Marina Silva não acumulou apenas derrotas no governo enquanto foi ministra do Meio Ambiente. É simplista a explicação de que ela pediu demissão porque só perdia embates.

No modo Lula de governar, sempre na busca do meio-termo, ela arrancou concessões em algumas batalhas que travou e que pareceram perdidas, como na questão dos transgênicos e de obras de geração de energia do PAC (Programa de Aceleração do Crescimento).

Então, por que ela saiu?

Porque perdeu importância nas grandes decisões do segundo mandato de Lula. A entrega da gestão do PAS (Plano Amazônia Sustentável) a Mangabeira Unger (Assuntos Estratégicos) foi apenas a gota d`água.
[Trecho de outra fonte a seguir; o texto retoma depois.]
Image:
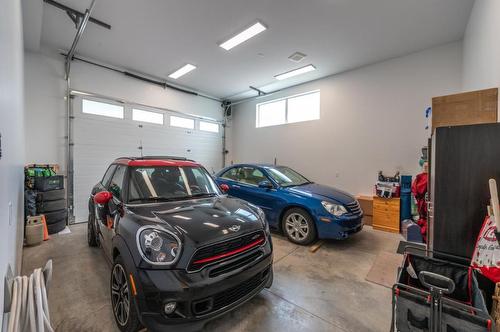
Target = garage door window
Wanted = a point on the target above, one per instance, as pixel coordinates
(177, 121)
(146, 116)
(102, 109)
(209, 126)
(304, 107)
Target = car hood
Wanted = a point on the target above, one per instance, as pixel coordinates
(203, 220)
(322, 192)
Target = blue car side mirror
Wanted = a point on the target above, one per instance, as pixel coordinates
(265, 184)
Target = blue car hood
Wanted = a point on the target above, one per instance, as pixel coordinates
(323, 192)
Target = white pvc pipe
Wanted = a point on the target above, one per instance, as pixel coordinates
(29, 310)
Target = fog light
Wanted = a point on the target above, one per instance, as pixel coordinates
(169, 307)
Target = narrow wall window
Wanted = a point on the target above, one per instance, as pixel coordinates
(271, 114)
(299, 108)
(177, 121)
(209, 126)
(147, 116)
(102, 109)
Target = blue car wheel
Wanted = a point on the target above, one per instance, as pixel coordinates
(298, 226)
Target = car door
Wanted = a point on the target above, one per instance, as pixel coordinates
(107, 219)
(244, 182)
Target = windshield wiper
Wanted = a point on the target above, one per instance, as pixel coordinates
(203, 194)
(153, 199)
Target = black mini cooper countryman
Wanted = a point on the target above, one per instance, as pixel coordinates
(182, 252)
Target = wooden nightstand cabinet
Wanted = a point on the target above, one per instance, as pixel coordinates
(386, 214)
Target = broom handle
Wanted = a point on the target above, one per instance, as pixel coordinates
(494, 202)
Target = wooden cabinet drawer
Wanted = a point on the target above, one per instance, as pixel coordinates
(378, 201)
(386, 208)
(386, 214)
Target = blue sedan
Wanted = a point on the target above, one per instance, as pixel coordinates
(303, 210)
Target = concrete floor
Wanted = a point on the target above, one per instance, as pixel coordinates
(322, 291)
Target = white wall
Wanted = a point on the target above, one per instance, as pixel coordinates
(12, 147)
(372, 119)
(481, 47)
(45, 105)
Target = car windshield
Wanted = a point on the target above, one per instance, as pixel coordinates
(169, 183)
(286, 177)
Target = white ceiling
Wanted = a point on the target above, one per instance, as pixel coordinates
(157, 37)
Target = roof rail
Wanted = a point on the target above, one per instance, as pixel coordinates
(157, 157)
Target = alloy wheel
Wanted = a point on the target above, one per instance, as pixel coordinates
(120, 295)
(296, 226)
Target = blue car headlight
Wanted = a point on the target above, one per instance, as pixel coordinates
(336, 209)
(158, 247)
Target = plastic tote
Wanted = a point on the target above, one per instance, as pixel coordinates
(435, 295)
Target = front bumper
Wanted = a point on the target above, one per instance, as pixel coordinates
(199, 298)
(339, 228)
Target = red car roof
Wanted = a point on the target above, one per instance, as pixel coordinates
(156, 162)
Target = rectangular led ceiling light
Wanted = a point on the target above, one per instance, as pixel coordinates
(243, 36)
(182, 71)
(295, 72)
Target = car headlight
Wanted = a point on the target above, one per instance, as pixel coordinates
(336, 209)
(158, 247)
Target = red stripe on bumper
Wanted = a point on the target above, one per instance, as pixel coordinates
(230, 253)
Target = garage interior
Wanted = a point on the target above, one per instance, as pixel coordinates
(393, 102)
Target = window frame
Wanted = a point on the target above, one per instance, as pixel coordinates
(208, 131)
(103, 101)
(238, 170)
(133, 109)
(124, 184)
(286, 99)
(181, 117)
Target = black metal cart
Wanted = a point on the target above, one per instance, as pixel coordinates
(437, 295)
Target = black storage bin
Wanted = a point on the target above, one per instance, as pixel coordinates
(52, 195)
(49, 206)
(48, 183)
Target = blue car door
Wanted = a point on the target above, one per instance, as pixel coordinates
(244, 183)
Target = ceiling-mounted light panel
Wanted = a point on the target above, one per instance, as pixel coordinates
(243, 36)
(182, 71)
(295, 72)
(297, 57)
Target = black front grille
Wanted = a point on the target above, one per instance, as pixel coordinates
(229, 296)
(222, 248)
(354, 207)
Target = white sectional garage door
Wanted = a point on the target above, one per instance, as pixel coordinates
(99, 139)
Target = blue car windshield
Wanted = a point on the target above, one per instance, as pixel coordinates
(286, 177)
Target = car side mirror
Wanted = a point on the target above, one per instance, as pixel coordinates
(265, 184)
(224, 187)
(103, 197)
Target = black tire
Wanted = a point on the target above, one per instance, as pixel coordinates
(92, 238)
(51, 206)
(298, 226)
(56, 227)
(53, 217)
(131, 322)
(52, 195)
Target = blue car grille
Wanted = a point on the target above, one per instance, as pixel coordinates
(354, 208)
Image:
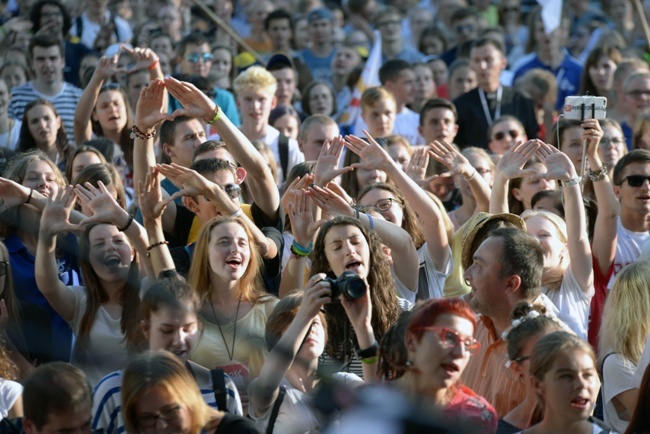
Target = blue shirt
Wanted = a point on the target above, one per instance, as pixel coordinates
(568, 76)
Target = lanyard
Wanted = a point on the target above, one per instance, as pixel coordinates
(486, 108)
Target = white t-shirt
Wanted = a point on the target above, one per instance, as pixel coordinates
(272, 140)
(10, 391)
(617, 378)
(106, 349)
(628, 248)
(573, 303)
(107, 398)
(296, 414)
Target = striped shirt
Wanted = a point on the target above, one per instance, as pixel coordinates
(107, 398)
(65, 102)
(487, 374)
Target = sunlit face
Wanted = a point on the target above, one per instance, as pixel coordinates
(572, 145)
(221, 63)
(176, 331)
(346, 249)
(14, 75)
(43, 125)
(255, 105)
(229, 252)
(549, 237)
(321, 100)
(440, 367)
(157, 401)
(380, 117)
(110, 253)
(83, 160)
(378, 197)
(570, 388)
(41, 177)
(530, 186)
(602, 74)
(287, 125)
(462, 80)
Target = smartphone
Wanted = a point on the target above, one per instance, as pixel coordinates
(585, 107)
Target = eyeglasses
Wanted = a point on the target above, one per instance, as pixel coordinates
(502, 134)
(638, 93)
(383, 205)
(614, 141)
(196, 57)
(636, 180)
(167, 414)
(451, 339)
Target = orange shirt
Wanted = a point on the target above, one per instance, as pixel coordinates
(487, 374)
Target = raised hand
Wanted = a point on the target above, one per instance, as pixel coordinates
(372, 155)
(150, 110)
(331, 203)
(453, 160)
(511, 163)
(103, 205)
(56, 214)
(327, 165)
(195, 103)
(150, 198)
(558, 164)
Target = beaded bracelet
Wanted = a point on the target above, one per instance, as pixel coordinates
(137, 133)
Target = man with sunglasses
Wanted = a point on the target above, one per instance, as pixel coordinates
(195, 58)
(632, 188)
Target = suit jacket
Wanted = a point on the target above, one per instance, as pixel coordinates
(473, 126)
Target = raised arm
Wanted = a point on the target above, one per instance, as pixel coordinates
(396, 238)
(264, 389)
(261, 184)
(56, 214)
(510, 166)
(605, 229)
(106, 68)
(457, 164)
(560, 167)
(374, 156)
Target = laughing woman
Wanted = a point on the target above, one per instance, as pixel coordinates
(105, 312)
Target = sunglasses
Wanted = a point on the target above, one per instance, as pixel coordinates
(196, 57)
(635, 180)
(451, 339)
(502, 134)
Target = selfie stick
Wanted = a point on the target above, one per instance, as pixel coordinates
(226, 27)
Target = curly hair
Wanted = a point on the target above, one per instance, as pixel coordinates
(385, 307)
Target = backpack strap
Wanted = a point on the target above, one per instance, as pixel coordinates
(276, 409)
(219, 388)
(283, 149)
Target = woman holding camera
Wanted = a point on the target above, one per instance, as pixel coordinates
(296, 334)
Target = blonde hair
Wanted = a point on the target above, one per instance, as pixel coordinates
(161, 368)
(250, 284)
(255, 78)
(554, 277)
(626, 316)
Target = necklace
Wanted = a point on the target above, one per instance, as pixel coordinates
(234, 331)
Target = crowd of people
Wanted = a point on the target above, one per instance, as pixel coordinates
(211, 220)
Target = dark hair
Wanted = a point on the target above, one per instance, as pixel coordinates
(55, 388)
(278, 14)
(522, 255)
(634, 156)
(27, 142)
(46, 40)
(391, 70)
(435, 103)
(35, 15)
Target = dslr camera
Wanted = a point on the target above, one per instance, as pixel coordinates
(348, 284)
(585, 107)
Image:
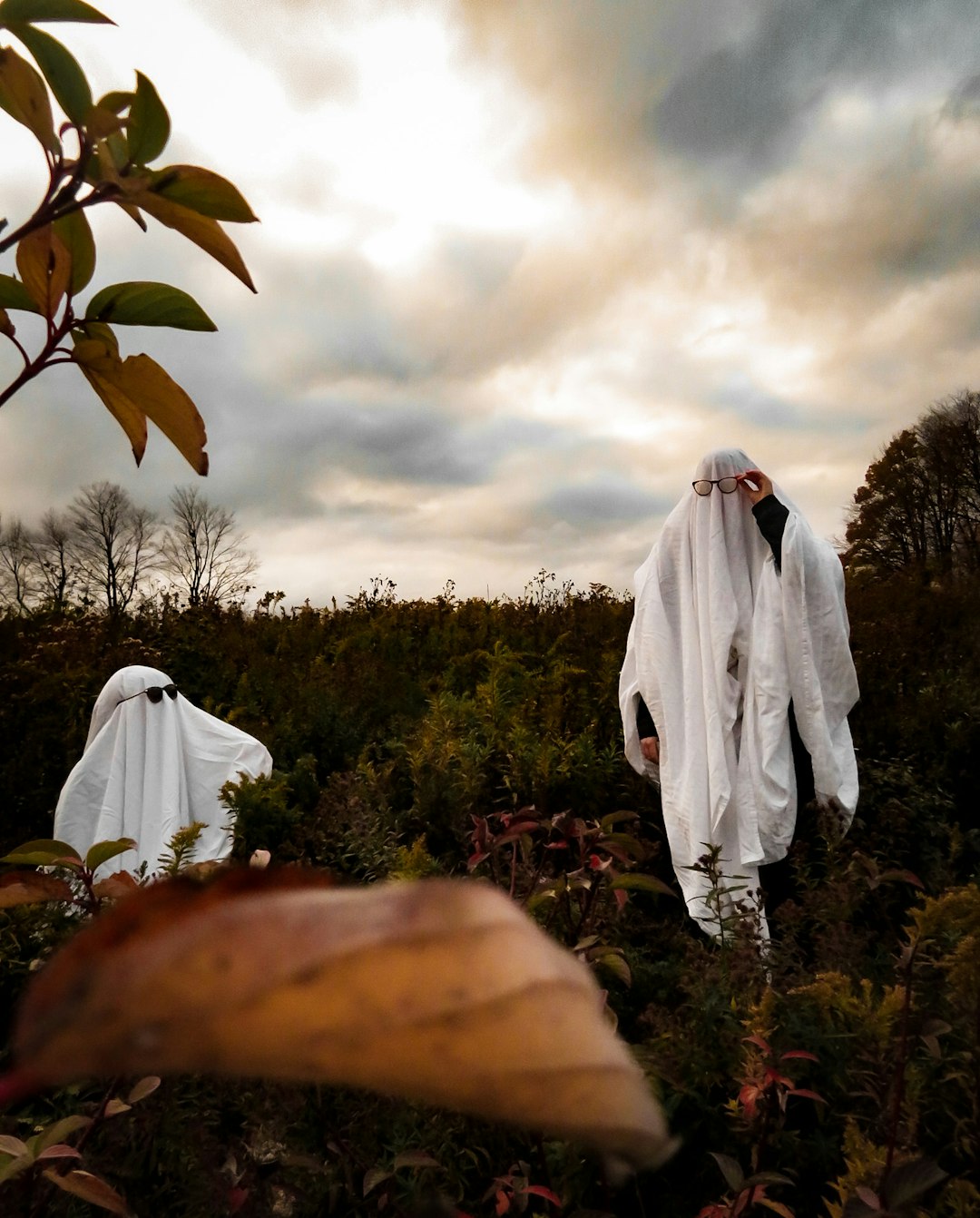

Quem minou Marina foi Dilma Rousseff, a poderosa ministra da Casa Civil.

Dilma persuadiu Lula de que a pasta gerida por Marina tinha como único objetivo barrar projetos de desenvolvimento. Convenceu o presidente de que havia uma resposta padrão a qualquer proposta de obra na Amazônia: o Meio Ambiente sempre dizia não. A ministra da Casa Civil colocou na cabeça de Lula que Marina e seus principais auxiliares tinham uma visão "esquerdista" da questão ambiental.

As licenças para as hidrelétricas no rio Madeira saíram devido a uma tremenda pressão direta de Lula sobre Marina, com Dilma sempre estimulando o presidente nos bastidores. A ação de Dilma tornou Marina apenas um selo verde para inglês ver.

Lula pavimentou o caminho para a saída de Marina ao deixar evidente sua falta de importância na definição das políticas públicas mais significativas. O presidente só não esperava que a ministra fosse mais competente do que ele em marketing pessoal.

Marina deixou o ministério na semana em que a BBC de Londres fazia uma série de programas sobre a Amazônia. Havia 26 jornalistas da rede britânica de rádio e TV no país. Marina deixou o governo na semana em que Angela Merkel, a chanceler da Alemanha, veio se reunir com Lula em Brasília.

A saída repentina que surpreendeu e chateou Lula foi uma forma de recuperar a influência sobre os destinos da política ambiental que Marina perdera para Dilma, ministra que hoje manda mais do que José Dirceu e Antonio Palocci mandaram em suas respectivas áreas no primeiro mandato.